Extracellular vesicles from mesenchymal stromal cells: Therapeutic perspectives for targeting senescence in osteoarthritis.

Adv Drug Deliv Rev

IRMB, University of Montpellier, INSERM, Montpellier, France; Clinical Immunology and Osteoarticular Disease Therapeutic Unit, Department of Rheumatology, CHU Montpellier, France. Electronic address:

Published: August 2021

Osteoarthritis (OA) is a common age-related disease that correlates with a high number of senescent cells in joint tissues.

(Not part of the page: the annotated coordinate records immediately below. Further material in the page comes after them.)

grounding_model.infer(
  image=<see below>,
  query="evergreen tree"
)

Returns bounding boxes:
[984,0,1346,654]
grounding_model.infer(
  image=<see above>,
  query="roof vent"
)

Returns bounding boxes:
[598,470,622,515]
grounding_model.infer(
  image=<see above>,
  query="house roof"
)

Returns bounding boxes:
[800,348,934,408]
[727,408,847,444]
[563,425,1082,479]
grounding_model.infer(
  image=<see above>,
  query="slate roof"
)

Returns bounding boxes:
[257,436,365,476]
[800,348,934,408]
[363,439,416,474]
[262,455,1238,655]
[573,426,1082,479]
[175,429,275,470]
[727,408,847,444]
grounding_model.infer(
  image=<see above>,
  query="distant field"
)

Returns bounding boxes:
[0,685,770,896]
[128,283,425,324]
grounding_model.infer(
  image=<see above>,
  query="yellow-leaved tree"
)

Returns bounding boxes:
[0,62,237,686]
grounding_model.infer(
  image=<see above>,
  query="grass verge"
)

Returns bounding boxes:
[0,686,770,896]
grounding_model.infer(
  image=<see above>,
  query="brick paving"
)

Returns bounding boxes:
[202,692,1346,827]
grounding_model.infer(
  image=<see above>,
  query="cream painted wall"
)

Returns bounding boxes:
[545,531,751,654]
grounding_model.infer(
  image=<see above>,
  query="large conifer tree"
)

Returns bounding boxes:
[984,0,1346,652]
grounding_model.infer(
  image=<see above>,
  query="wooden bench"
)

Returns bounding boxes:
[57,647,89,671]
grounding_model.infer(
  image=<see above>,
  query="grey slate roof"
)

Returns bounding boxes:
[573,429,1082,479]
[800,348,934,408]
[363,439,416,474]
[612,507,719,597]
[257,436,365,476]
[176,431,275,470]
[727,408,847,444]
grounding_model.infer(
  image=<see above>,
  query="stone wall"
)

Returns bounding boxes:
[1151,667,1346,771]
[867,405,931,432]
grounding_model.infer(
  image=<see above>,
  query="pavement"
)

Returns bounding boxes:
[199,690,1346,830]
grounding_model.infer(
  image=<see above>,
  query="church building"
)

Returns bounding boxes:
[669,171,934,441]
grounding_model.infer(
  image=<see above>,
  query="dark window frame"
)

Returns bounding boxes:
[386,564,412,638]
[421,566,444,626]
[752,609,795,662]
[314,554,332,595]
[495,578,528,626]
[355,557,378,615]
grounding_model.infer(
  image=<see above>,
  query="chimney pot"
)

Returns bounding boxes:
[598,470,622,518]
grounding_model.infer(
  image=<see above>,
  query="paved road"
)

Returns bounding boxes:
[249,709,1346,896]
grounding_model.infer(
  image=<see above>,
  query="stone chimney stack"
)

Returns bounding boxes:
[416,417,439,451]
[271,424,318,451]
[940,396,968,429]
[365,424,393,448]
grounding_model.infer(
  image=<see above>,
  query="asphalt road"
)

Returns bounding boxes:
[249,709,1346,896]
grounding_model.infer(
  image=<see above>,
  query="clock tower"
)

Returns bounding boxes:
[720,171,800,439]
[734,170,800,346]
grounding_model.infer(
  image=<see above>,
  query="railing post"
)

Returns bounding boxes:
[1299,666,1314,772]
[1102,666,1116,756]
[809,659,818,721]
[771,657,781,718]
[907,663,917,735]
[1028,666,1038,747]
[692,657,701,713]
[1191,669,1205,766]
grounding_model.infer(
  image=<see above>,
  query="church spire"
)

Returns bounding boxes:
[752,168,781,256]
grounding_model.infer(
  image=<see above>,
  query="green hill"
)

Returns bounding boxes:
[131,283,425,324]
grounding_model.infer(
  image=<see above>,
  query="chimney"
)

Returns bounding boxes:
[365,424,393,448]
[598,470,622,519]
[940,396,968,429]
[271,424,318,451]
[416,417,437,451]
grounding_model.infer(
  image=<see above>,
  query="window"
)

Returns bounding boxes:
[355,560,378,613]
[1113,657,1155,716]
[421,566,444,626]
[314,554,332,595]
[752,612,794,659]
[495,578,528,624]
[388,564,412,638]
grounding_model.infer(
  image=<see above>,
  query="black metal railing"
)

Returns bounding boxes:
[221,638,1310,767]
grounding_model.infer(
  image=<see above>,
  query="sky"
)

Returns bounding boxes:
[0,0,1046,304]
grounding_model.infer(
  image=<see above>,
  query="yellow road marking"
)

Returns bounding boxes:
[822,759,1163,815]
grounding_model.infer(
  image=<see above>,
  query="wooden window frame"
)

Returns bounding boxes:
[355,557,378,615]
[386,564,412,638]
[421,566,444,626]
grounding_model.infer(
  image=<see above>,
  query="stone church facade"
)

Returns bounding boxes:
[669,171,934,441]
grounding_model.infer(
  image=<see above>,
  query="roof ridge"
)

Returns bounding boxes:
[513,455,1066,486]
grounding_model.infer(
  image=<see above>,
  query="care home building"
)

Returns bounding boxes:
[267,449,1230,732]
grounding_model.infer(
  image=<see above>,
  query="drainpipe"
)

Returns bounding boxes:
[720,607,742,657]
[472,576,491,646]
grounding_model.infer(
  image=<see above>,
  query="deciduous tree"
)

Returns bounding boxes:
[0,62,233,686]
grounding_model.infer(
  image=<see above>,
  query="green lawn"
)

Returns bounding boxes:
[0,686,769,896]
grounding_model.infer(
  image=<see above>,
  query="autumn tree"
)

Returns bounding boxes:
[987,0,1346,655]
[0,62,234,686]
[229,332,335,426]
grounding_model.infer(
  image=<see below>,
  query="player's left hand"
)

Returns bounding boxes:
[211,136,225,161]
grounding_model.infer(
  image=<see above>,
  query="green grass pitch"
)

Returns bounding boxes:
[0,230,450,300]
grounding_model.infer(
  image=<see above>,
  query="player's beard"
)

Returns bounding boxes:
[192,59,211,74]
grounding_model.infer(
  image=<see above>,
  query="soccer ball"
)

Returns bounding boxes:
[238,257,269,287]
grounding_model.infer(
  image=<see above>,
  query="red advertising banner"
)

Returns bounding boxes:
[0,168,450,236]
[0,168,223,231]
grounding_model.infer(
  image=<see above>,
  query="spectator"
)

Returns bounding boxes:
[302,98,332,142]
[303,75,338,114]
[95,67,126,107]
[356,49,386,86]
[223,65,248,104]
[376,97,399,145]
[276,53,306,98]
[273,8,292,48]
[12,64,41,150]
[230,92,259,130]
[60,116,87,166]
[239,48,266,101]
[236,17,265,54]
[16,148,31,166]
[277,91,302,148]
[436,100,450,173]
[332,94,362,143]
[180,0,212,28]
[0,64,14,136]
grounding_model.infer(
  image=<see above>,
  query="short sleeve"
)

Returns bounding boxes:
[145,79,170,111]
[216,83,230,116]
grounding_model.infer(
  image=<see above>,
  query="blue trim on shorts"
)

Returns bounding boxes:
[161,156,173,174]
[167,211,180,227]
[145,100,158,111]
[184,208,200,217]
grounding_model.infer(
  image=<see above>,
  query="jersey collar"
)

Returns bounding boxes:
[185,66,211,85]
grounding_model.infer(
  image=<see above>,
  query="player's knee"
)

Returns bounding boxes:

Senescence has been reported to be one of the main drivers of OA pathogenesis, in particular via the release of senescence-associated secretory phenotype (SASP) factors. SASP factors are secreted as single molecules and/or packaged within extracellular vesicles (EVs), thereby contributing to senescent phenotype dissemination. Targeting senescent cells using senolytics or senomorphics has therefore been tested and improvement of OA-associated features has been reported in murine models. Mesenchymal stromal cells (MSCs) and their derived EVs (MSC-EVs) are promising treatments for OA, exerting pleiotropic functions by producing a variety of factors. However, functions of MSCs and MSC-EVs are affected by aging. In this review, we discuss on the impact of the senescent environment on functions of aged MSC-EVs and on the anti-aging properties of MSC-EVs in the context of OA.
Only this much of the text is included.